= Rick Fields =

American journalist, poet and historian

Rick Fields (May 16, 1942 – June 6, 1999) was an American journalist, poet, and historian specializing in the history of Buddhism in the United States.

==Biography==
Born Frederick Douglas Fields in Queens, New York, he attended Andrew Jackson High School, where he was a track athlete, and later enrolled at Harvard University but was expelled in 1964.

After leaving Harvard, Fields moved to New York City and associated with poets Allen Ginsberg and Gary Snyder. He later relocated to California, engaging with Zen centers in San Francisco and Los Angeles. In the early 1970s, he developed an interest in Tibetan Buddhism and became a student of Chogyam Trungpa Rinpoche, focusing on the Kagyu and Nyingma traditions.

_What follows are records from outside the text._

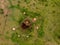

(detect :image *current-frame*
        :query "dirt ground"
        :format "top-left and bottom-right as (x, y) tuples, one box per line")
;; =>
(0, 0), (60, 45)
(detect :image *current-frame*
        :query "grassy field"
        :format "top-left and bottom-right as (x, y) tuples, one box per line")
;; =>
(0, 0), (60, 45)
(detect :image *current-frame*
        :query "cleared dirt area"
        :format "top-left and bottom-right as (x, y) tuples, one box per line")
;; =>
(0, 0), (60, 45)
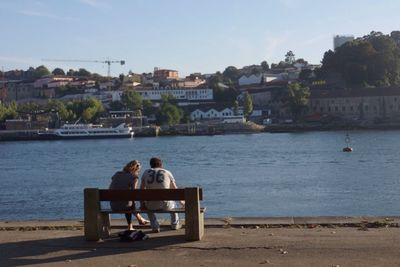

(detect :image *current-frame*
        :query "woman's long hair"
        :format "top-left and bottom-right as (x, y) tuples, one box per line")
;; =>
(123, 160), (140, 173)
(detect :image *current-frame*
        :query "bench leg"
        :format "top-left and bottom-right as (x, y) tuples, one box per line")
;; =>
(185, 187), (204, 241)
(84, 188), (103, 241)
(100, 213), (111, 238)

Fields began his journalism career with the Whole Earth Catalog in 1969. He was involved in founding Tricycle: The Buddhist Review magazine in 1991 and served as a contributing editor. He also worked as an editor for publications including Yoga Journal and New Age Journal, and was editor-in-chief of the Vajradhatu Sun, later renamed the Shambhala Sun. Additionally, he taught at the Naropa Institute's Jack Kerouac School in Boulder, Colorado.

==Writing==
Fields authored several books, most notably How the Swans Came to the Lake: A Narrative History of Buddhism in America (1981), which traces the development of Buddhism in the United States from the 19th century onward. Other works include Chop Wood, Carry Water (1984), Code of the Warrior (1991), The Awakened Warrior (1994), The Turquoise Bee: The Love Poems of the Sixth Dalai Lama (1994, with Brian Cutillo), and Instructions to the Cook: A Zen Master's Lessons in Living a Life That Matters (1996, with Bernard Glassman).

In his later years, Fields wrote poetry addressing his experiences with cancer from a Buddhist perspective.